Faced with the festive news that storm Emily’s sister could bring 100mph winds to the UK on Christmas Day, many people whose trees and fences are hanging on by a thread after the last battering we received could be in dispute with their neighbours once the holiday period is over.
While trees and hedges make great boundaries for properties, when they encroach on a neighbour’s land, or, worse, land on the garden or car next door, they can be the cause of bitter disputes or problems due to simply not knowing who should do what to repair the damage.
The simple rule for trees is that they belong to the person on whose land they have grown. This means that all of the tree, from the leaves to the roots belong to the person who owns the tree, so if a neighbour picks fruit from the tree without permission, even from branches overhanging his or her garden, they could be charged with theft.
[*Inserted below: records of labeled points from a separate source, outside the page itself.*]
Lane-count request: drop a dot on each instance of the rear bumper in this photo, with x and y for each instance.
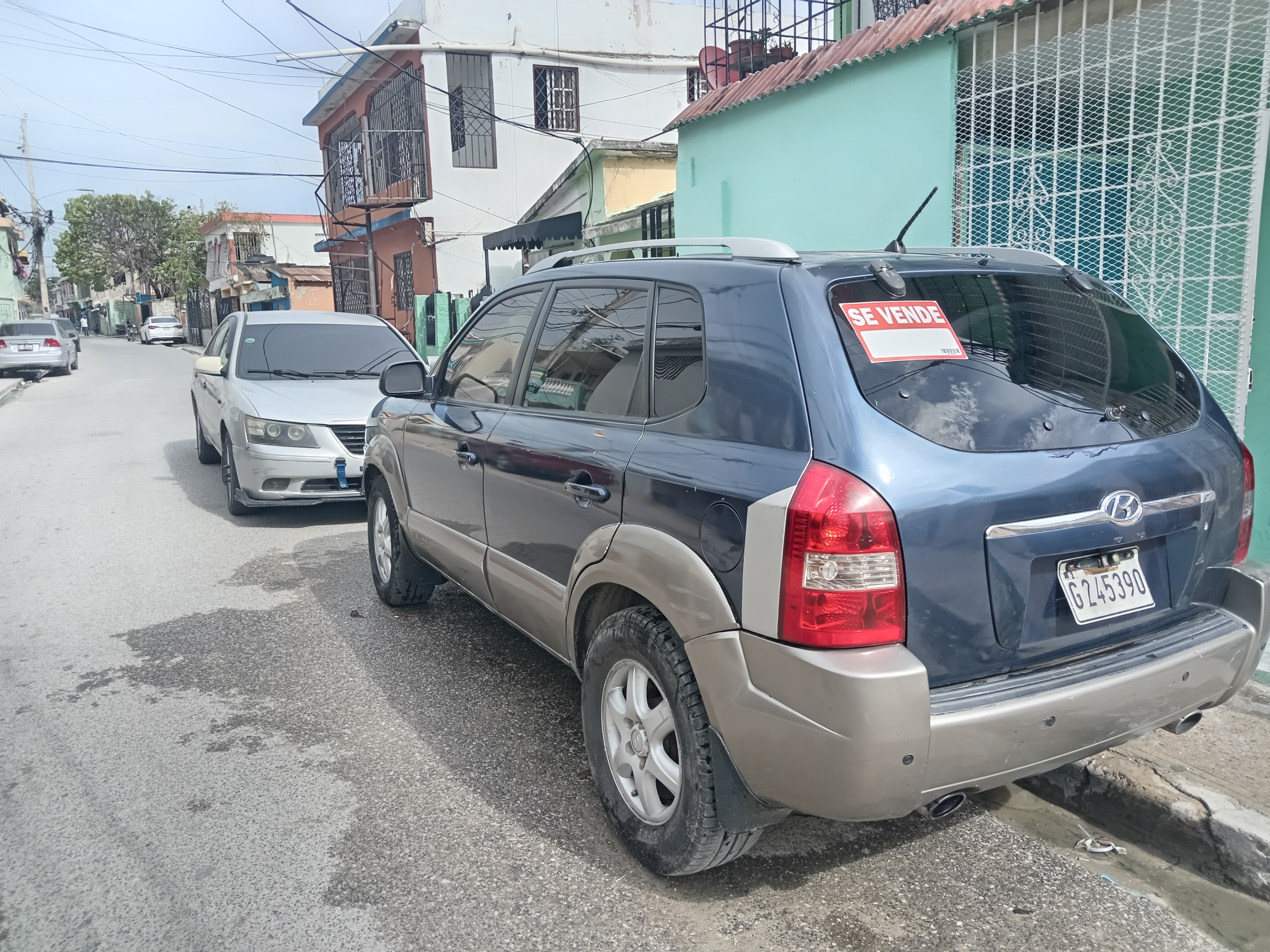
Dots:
(828, 733)
(32, 361)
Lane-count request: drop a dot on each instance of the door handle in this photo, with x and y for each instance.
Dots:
(590, 492)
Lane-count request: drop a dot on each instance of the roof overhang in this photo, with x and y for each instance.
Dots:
(530, 235)
(337, 92)
(930, 20)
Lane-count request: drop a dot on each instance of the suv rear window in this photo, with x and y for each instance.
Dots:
(1046, 367)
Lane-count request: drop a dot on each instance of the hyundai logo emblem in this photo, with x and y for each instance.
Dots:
(1123, 508)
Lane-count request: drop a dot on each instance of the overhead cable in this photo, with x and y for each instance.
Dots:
(181, 172)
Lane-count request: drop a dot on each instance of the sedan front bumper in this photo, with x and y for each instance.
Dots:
(310, 475)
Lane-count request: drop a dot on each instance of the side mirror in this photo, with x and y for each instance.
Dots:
(404, 380)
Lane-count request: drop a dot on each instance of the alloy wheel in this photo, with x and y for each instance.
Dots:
(641, 742)
(383, 541)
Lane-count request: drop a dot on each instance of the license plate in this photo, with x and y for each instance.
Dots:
(1104, 586)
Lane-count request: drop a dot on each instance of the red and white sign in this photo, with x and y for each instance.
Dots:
(908, 331)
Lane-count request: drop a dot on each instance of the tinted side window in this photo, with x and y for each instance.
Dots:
(591, 351)
(679, 353)
(227, 345)
(481, 366)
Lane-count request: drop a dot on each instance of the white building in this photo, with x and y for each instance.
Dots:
(233, 239)
(511, 93)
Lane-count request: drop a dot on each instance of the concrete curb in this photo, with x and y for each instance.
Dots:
(1223, 840)
(9, 390)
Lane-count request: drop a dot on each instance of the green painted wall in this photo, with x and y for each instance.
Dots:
(1256, 421)
(839, 163)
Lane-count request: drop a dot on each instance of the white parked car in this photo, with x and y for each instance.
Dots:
(167, 331)
(281, 400)
(37, 345)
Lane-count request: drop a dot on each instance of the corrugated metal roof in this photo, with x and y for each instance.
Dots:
(928, 21)
(304, 273)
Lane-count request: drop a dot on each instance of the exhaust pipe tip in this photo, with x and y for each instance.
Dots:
(1184, 724)
(942, 807)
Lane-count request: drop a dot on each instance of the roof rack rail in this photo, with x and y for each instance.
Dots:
(762, 249)
(1019, 256)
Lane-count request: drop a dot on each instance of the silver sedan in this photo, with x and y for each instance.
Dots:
(37, 346)
(282, 398)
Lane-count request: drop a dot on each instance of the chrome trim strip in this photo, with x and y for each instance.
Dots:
(1096, 516)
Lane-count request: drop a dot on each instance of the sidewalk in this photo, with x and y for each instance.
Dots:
(1203, 796)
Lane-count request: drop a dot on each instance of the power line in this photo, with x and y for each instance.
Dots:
(147, 140)
(171, 79)
(181, 172)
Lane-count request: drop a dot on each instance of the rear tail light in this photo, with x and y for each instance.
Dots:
(844, 572)
(1250, 482)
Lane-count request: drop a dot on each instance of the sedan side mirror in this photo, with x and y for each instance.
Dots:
(404, 380)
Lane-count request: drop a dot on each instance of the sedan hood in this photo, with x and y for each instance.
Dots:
(319, 402)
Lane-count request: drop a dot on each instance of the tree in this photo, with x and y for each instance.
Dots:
(111, 234)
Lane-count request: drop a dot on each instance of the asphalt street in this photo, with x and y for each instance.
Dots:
(214, 737)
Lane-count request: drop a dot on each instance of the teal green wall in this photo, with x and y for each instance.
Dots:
(837, 163)
(1256, 419)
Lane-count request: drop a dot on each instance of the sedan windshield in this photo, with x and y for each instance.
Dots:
(319, 351)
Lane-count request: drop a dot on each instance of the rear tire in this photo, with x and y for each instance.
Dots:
(230, 475)
(638, 649)
(399, 578)
(206, 451)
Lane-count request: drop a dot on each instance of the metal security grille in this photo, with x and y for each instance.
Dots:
(395, 136)
(1127, 138)
(345, 183)
(472, 111)
(556, 98)
(403, 275)
(351, 279)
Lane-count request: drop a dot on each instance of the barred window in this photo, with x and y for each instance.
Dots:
(698, 87)
(345, 186)
(556, 98)
(403, 271)
(247, 244)
(395, 133)
(472, 111)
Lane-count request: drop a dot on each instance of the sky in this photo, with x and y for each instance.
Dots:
(219, 103)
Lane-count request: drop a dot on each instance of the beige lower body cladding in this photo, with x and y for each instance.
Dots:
(849, 734)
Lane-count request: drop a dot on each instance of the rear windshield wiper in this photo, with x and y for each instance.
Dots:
(284, 372)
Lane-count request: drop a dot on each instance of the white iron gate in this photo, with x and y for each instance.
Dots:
(1127, 138)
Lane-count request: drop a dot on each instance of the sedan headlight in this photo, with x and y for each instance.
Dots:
(279, 433)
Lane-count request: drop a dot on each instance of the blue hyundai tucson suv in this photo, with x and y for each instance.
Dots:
(848, 534)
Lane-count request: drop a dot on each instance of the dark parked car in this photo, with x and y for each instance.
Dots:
(851, 534)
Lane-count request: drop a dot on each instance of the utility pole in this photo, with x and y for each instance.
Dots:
(37, 223)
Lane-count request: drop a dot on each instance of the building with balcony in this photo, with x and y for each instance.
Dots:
(460, 116)
(239, 247)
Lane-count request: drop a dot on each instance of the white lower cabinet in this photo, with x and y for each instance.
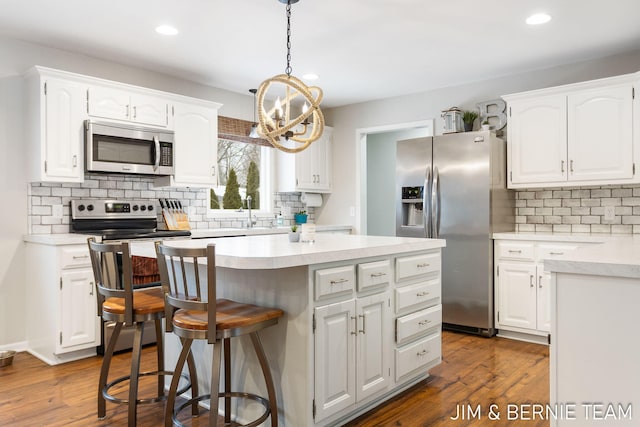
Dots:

However, on the plus side, if the leaves from a neighbour’s tree blow into your gutters or drains and block them, you are entitled to ask your neighbour to have them cleaned out or to pay for the cost of any damage caused.
If a branch or a whole tree falls onto a neighbour’s house or garden and causes damage then the owner of the tree may be liable but generally speaking any damage will be covered by buildings insurance, with the insurance company recovering the costs from those who owned the tree.
Similarly, if a tree falls onto your car, as happened quite a lot during the recent storms, you will be covered by your insurance as long as you have a comprehensive policy; a third party or third party fire and theft policy will not cover you.